Grand squelettique au visage émacié, Dimitry n’avait pas la moindre parcelle de peau ne laissant ressortir ses os saillants. Ses yeux, d’un noir contrastant violemment avec la pâleur de sa peau, semblaient prêts à sursauter au moindre bruit. 

  • Ce que tu m’épuises. Rétorqua Dimitry, irrité.  Bref. Vous avez vu les caméras dans les chambres ? Qu’est-ce qu’ils veulent, savoir si on se touche ?
  • Je giclerai sur l’objectif ce soir, ils auront plus de doute au moins, surenchérit Mürad en lançant un clin d’œil à Dimitry qui le fixait avec désespoir.
  • Immonde. Constata simplement Will, anesthésié aux vulgarités du colosse. On dirait qu’ils ont lâché l’arrivant. Enfin, ce qu’il en reste.

Le nouveau gisait au sol. Les autres arrivants, assis dans un coin de la cantine et reconnaissables à leurs visages terrifiés, regardaient leur camarade en retenant leurs sanglots, sans oser lui porter secours. Les Veilleurs, placés en posture militaire dans chaque angle de la cantine, encerclaient les jeunes, totalement immobiles, l’air menaçant. 

  • Aie. Ils t’ont pas loupé, mon grand.

Une détonation fit taire toute la Cantine, et tomber la moitié des arrivants de leur chaises.

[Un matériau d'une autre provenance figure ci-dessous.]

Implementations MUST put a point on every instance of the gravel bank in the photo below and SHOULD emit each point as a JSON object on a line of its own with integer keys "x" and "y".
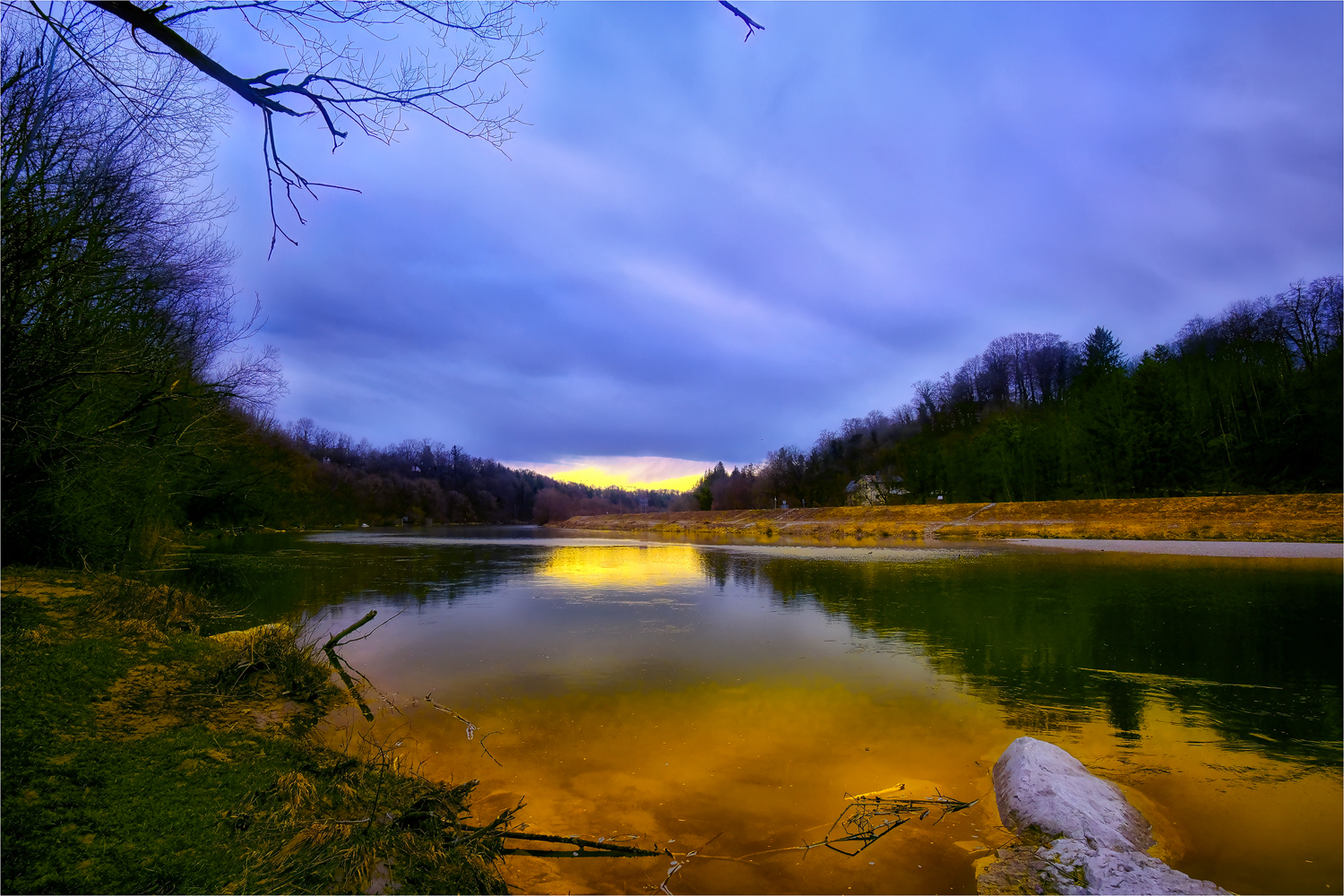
{"x": 1193, "y": 548}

Mürad se leva brusquement :

  • Quoi?! Laissez-moi au moins le temps de manger votre horreur ! S’exclama-t-il. La semaine prochaine ça sera quoi, on devra bouffer au pas de course en allant voir votre fichue Conseillère ?
  • Mürad ! Je veux pas me encore me prendre une raclée à cause de ta grande gueule… chuchota Dimitry, terrifié.
  • On bouge, coupa Will. De toute manière c’est le bordel, personne n’a entendu.

Toute la salle se levait en désordre, les habitués se dirigeant vers la sortie avec agitation tandis que les arrivants cherchaient à comprendre la situation, sans que personne ne prenne la peine de la leur expliquer.

  • Pas très vifs, ces nouveaux. Ils vont se faire lyncher s’ils continuent à se poser des questions. Commenta Will. 
  • Au moins ça défoulerait les Veilleurs et on n’aurait pas d’ennuis aujourd’hui… Murmura Dimitry.
  • T’as bien raison.
  • C’est pas cool c’que vous dites les gars, fit remarquer Mürad d’un air surpris.

Dimitry lui lança un regard outré :

  • Parce qu’on devrait se soucier des autres maintenant ?
  • Tss. Chacun ses problèmes, coupa Will
  • …Je déconnais. Bien sûr qu’on s’en fout. Conclut Mürad avec un sourire mauvais.